Toutefois, juste comme elle ouvrait la bouche pour dire quelque chose, un sifflement violent perça l cafétéria. Quelques filles crièrent au début et la plupart des gens grincèrent des dents, moi y compris. Alice, cependant, se retourna et lança un regard furieux. Je suivis ses yeux et remarquai le reste de sa famille la regardant fixement du même regard froid. Rosalie fit un signe rapide de la tête, faisant comprendre à Alice de venir. Je vis Alice secouer la tête et la main de Rosalie se crispa sur la table. Elle refit le signe de la tête et Alice se leva en soupirant.

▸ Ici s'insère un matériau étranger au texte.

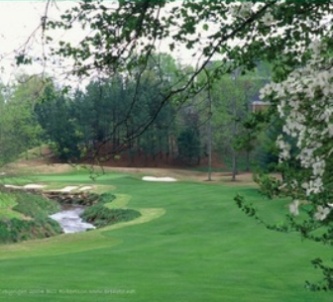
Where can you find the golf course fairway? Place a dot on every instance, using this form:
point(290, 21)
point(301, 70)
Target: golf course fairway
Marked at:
point(191, 243)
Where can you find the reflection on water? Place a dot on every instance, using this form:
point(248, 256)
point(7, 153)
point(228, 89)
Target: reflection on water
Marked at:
point(70, 220)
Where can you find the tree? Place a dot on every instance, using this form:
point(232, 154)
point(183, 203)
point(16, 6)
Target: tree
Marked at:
point(19, 128)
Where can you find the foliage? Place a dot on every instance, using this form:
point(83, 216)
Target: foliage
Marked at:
point(19, 128)
point(189, 146)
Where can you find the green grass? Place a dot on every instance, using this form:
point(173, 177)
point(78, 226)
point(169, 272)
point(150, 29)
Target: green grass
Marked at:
point(191, 243)
point(7, 203)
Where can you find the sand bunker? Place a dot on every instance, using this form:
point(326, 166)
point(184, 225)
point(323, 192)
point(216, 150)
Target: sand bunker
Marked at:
point(153, 178)
point(85, 188)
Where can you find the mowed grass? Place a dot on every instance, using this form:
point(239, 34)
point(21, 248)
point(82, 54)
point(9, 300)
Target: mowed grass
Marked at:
point(191, 244)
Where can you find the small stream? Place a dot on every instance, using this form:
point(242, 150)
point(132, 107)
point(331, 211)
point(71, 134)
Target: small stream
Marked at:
point(70, 220)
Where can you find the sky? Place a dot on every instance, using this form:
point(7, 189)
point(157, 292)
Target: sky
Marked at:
point(18, 23)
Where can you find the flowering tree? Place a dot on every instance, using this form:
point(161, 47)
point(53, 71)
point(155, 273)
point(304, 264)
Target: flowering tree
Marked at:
point(294, 36)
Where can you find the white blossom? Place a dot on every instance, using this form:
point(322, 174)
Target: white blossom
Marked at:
point(293, 207)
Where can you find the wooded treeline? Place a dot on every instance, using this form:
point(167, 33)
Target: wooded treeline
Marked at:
point(126, 116)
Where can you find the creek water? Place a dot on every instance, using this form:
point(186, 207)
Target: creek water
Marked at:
point(70, 220)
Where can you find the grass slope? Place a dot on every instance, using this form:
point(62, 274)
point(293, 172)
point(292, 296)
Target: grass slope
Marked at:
point(191, 243)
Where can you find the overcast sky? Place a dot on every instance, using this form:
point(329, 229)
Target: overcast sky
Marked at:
point(19, 20)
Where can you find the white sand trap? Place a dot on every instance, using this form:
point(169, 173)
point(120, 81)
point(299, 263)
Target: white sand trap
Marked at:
point(33, 186)
point(153, 178)
point(85, 188)
point(68, 189)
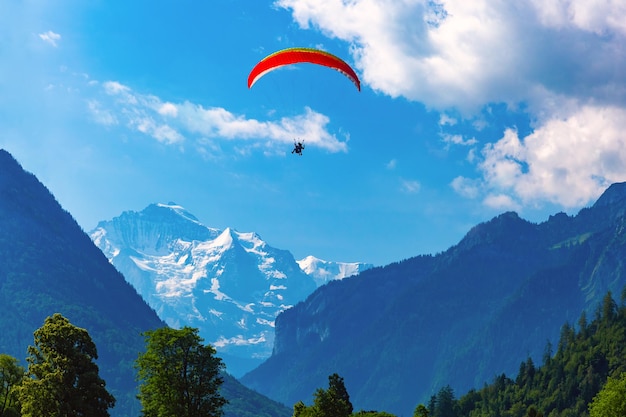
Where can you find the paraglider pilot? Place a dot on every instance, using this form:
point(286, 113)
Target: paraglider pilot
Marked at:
point(298, 147)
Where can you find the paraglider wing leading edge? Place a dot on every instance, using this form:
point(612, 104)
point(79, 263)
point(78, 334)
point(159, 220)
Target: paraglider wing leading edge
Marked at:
point(300, 55)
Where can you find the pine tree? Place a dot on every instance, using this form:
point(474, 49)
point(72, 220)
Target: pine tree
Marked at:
point(62, 379)
point(179, 375)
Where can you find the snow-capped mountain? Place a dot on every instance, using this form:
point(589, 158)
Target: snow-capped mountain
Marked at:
point(230, 285)
point(324, 271)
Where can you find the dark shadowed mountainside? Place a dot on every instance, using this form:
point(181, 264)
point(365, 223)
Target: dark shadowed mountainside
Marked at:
point(398, 334)
point(49, 265)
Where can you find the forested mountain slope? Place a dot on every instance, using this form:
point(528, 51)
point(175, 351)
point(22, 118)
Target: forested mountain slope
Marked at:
point(398, 334)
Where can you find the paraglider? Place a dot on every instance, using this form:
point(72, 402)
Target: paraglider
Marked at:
point(300, 55)
point(298, 147)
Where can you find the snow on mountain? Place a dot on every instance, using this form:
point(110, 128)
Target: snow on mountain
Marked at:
point(324, 271)
point(228, 284)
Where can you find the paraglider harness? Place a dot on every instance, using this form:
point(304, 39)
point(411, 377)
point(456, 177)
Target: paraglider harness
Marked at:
point(298, 147)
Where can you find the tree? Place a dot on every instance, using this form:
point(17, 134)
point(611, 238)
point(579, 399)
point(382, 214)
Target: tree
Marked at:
point(335, 401)
point(11, 374)
point(420, 411)
point(611, 400)
point(62, 379)
point(179, 375)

''Je suis tellement désolée, Bella, tout le monde. Ma sœur est terriblement rude. C'était bien de faire connaissance. Profitez de votre déjeuner.'' Les yeux d'Alice rencontrèrent les miens et j'y vis de l'abattement. ''Désolé,'' Dit-elle avant de se tourner à nouveau et de se diriger vers la table des Cullen. Dès qu'elle fut arrivée, ils se levèrent tous et marchèrent vers la porte. Rosalie fut la dernière et comme elle agrippait la porte, elle rencontra mon regard. Je sentis mon sang se glacer comme elle me lançait un regard furieux en secouant la tête lentement. Puis, elle partit, laissant la porte claquer derrière elle.

''Qu'est-ce que cette merde veut dire?'' Me demanda Mike.